But this excerpt from one of recent commentators, Heather Cox Richardson really struck a chord, and gave me hope for the future. She is a professor of history with a specialty in 19th century US History at Boston College, and I HIGHLY recommend her daily digests as she looks at the day's news in the context of American history. (You can sign up for them here).
From her newsletter a few days ago:
“The old world is dying, and the new world struggles to be born: now is the time of monsters.”
America feels completely chaotic today. Protesters are marching in major cities, sometimes looting; police appear to be attacking them and the journalists covering the protests. Rather than calming the situation, the president has thrown gasoline on the fire, which escalated yesterday’s fight with Twitter. Trump launched a blistering verbal attack on China and announced that the United States is withdrawing from the World Health Organization in the midst of a deadly pandemic. Meanwhile, new information suggests that the Trump administration did, indeed, collude with Russia.
George Floyd is dead. So is Breonna Taylor. And so are more than 100,000 victims of a deadly pandemic.
The news is overwhelming. It is designed to be overwhelming.
This sort of chaos and confusion destabilizes society. In that confusion, as tempers run hot, people who are desperate for certainty return to old patterns and divide along traditional lines. Many are willing to accept a strong leader who promises to restore order, or simply are so distracted and discouraged they stop caring what their leaders do. They simply hunker down and try to survive. [...]And over all this looms Covid-19, which has killed more than 104,000 of us already. Infections are climbing again.
I started out tonight by noting that this chaotic onslaught of news is designed to divide Americans and make us fall back into old animosities in order either to get us to accept a strong leader or to exhaust us until we quit caring what happens. In either case American democracy is over.

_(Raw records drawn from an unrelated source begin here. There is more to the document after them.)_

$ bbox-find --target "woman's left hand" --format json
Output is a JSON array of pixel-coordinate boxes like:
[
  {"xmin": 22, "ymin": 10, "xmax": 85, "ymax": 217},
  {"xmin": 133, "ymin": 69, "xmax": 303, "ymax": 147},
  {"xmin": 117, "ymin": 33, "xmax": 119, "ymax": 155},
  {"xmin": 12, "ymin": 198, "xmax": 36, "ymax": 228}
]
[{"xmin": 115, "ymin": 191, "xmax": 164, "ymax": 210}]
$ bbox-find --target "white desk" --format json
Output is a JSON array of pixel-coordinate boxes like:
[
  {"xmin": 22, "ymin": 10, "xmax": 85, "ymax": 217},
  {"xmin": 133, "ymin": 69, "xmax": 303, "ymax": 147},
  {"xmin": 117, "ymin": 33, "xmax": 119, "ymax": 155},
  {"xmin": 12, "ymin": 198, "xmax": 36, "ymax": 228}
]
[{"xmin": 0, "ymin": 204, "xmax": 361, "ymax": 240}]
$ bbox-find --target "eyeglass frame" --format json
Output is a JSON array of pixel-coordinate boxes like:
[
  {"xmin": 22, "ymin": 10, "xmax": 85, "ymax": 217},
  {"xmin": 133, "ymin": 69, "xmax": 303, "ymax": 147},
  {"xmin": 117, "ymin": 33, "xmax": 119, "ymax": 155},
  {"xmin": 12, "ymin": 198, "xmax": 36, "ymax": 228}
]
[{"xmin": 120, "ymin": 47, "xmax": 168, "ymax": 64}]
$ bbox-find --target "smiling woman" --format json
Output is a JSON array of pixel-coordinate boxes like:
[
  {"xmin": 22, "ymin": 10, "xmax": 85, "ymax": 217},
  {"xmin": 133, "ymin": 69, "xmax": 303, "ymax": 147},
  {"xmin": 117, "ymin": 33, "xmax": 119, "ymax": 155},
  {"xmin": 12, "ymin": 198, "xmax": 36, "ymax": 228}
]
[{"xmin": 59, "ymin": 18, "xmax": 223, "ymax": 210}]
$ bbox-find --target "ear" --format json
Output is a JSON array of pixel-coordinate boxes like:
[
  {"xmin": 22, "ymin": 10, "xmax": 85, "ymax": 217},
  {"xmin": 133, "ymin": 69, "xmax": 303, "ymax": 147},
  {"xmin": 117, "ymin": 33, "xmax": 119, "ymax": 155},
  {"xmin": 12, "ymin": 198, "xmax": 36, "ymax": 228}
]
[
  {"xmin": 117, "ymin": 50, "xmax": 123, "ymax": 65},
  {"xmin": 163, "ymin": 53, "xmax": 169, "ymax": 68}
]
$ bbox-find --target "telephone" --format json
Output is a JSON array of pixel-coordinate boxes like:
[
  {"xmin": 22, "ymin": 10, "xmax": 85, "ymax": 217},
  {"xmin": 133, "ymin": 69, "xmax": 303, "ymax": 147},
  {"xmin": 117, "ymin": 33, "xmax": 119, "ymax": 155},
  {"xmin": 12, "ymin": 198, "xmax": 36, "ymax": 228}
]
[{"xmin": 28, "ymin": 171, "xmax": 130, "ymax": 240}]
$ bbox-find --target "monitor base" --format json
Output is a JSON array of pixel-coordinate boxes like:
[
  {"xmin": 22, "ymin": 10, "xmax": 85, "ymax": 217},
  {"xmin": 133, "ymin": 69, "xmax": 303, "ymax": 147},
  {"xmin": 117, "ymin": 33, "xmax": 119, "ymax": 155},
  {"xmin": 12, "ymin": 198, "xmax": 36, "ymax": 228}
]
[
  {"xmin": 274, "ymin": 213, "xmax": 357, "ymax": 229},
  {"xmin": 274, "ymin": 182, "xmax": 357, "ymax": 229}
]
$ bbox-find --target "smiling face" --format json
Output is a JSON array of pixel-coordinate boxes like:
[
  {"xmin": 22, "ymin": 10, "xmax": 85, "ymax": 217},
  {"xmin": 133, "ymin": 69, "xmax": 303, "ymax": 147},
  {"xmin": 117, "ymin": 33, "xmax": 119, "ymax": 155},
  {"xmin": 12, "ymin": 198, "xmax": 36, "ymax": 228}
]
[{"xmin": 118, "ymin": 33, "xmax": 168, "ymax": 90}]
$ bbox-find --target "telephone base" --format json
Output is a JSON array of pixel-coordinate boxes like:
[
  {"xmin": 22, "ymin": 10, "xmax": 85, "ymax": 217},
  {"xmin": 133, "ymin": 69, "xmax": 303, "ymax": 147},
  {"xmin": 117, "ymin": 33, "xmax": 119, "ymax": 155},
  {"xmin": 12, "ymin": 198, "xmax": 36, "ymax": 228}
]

But there is another possibility. Chaos does not have to destroy us. The leaders creating it are doing so precisely because they know they are not in control, and the same uncertainty they are trying to leverage can just as easily be used by their opponents. At this crazy, frightening, chaotic moment, it is possible to reach across old lines and create new alliances, to reemphasize that most Americans really do share the same values of economic fairness and equality before the law, and to rebuild a “government of the people, by the people, and for the people.”
The old world is certainly dying, but the shape of the new world struggling to be born is not yet determined.